This training protocol allows you to hit two opposing muscle groups at the same time.
- Have the weights and benches (if applicable) set up for your second exercise before you begin your first. For the incline press, have your weights for the row right next to the bench, so you can jump right from one to the other.
- For the final exercise, you can either do the crunch and reverse crunch as its own compound set if adding a few extra minutes isn’t an issue for you, or you can switch between the two moves, workout-to-workout.
INCLINE DUMBBELL PRESS
Start: Lie squarely on the incline bench, which should be set at a fairly low angle. Hold the dumbbells just outside your shoulders.
Move: Forcefully press the weights up in an arc until your arms are fully extended above your chest. Reverse the motion, being sure not to overstretch your shoulders by lowering the weights below chest level.
SEATED DUMBBELL PRESS
Start: Sit on a straight-back bench with your feet firmly planted on the floor. Begin with your elbows at shoulder level but slightly forward, forearms angled in slightly so that the inner plates of the dumbbells are directly above your delts.
Move: With your knuckles pointed at the ceiling, push the weights straight up, stopping short of locking out your elbows. Then control the dumbbells all the way down until your upper arms are parallel to the floor or slightly lower, the weights at approximately ear level.
Start: Garrett finishes off his back with trapezius work. “Shrugs are always last; if I did them in the beginning, it would adversely affect the rest of my strength movements,” he explains. Grasp two heavy dumbbells and stand in a comfortable, shoulder-width stance.
Move: “I hold the dumbbells at my sides, and let them extend as far downward as I comfortably can,” he says. “I’ll let them drop down to my thighs, then I’ll pull my shoulders straight up toward my ears and hold for a two-count before slowly lowering the weights.”

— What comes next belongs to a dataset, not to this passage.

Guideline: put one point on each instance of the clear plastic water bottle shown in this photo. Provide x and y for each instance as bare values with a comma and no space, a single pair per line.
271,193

STANDING ALTERNATE DUMBBELL CURL
Start: Stand in front of the mirror and hold two dumbbells at your sides, palms facing your sides.
Move: Keeping your wrists aligned with your forearms, use a full range of motion as you curl one weight at a controlled tempo to your shoulder. Then lower and repeat with the opposite arm. One curl with both arms equals one rep.
LYING DUMBBELL FRENCH PRESS
Start: Lie face-up on a flat bench, holding the dumbbells at arms’ length above you.
Move: Keeping your upper arms as still as possible and hinging just at the elbows, bring the dumbbells down to your forehead, then push them straight back up.